IP-in-Subnet Check

Is this address inside this subnet?

Enter an IPv4 address and a CIDR block. Get a clear yes/no, the subnet's network and broadcast bounds, and where the address sits within the range.

check — ip-in-subnet
.77 in /24
10.x in /8
172.20 in /12
Invalid input
Result
Network address
Broadcast address
Tested address
Position in range
How it works

Membership is a single bitwise test. Apply the subnet's mask to both the network address and the address you're testing; if the masked results are identical, the address is inside the block.

Formally: (ip & mask) == (network & mask). The mask zeroes out the host bits, leaving only the network portion to compare.

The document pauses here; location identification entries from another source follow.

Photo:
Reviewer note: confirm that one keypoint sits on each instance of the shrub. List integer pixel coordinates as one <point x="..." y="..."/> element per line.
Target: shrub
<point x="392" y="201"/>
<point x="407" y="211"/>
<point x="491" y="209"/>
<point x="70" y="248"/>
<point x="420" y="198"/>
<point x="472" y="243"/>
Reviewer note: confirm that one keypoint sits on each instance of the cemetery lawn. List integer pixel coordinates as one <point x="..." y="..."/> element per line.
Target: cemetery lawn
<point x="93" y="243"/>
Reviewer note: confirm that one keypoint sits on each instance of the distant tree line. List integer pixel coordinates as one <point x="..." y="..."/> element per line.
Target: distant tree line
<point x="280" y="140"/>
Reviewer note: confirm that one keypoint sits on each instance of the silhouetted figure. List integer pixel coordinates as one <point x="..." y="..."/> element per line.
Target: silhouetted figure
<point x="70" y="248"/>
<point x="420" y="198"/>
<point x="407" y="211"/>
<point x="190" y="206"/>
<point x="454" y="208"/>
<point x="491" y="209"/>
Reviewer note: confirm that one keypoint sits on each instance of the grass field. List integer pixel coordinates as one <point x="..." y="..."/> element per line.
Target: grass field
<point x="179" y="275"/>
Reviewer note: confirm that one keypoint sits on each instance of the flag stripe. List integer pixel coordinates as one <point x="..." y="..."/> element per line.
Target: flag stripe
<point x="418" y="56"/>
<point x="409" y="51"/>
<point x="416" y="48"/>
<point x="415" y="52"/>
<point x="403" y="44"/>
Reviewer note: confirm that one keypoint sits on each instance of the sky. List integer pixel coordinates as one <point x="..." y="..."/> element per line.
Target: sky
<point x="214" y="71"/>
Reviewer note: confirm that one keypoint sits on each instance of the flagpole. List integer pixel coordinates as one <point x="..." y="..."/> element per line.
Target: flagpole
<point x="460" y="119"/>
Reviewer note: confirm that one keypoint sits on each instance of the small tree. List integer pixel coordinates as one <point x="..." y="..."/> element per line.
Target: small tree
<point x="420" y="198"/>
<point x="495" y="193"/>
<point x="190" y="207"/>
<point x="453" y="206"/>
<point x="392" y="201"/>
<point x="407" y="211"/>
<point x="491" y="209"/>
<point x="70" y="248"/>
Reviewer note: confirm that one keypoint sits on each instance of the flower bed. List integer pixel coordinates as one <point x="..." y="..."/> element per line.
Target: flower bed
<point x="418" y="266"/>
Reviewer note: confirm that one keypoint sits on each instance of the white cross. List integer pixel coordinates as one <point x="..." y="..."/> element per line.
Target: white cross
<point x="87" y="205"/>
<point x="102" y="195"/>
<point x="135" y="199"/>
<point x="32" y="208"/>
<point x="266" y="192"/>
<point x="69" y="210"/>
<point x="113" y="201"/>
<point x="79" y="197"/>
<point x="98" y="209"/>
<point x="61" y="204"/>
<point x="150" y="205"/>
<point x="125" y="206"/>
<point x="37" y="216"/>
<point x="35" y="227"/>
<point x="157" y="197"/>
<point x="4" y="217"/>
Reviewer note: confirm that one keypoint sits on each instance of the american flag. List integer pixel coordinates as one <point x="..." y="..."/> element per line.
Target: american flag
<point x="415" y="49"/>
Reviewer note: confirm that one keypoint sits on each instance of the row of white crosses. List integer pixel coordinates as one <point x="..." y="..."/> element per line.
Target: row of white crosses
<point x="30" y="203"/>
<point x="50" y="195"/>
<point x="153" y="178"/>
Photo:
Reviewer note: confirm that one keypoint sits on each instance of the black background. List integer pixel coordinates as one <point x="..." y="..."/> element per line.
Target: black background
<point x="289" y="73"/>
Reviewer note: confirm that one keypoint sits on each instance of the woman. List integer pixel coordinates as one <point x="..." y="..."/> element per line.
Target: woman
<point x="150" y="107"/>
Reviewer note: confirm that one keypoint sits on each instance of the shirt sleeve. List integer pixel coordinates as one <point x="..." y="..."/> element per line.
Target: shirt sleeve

This is exactly how a router decides whether a destination is local or needs a next hop.

Why the tool also shows bounds

Knowing an address is "in /24" is more useful alongside the actual first and last addresses, so the result includes the network and broadcast bounds and where your address falls between them.

FAQ
Does the network address itself count as "in" the subnet?

Yes — the network and broadcast addresses are part of the block. They just aren't normally assignable to hosts (except on a /31 or /32).

Can I paste a host address as the subnet?

Yes. 192.168.1.55/24 is normalized to its network 192.168.1.0/24 before testing.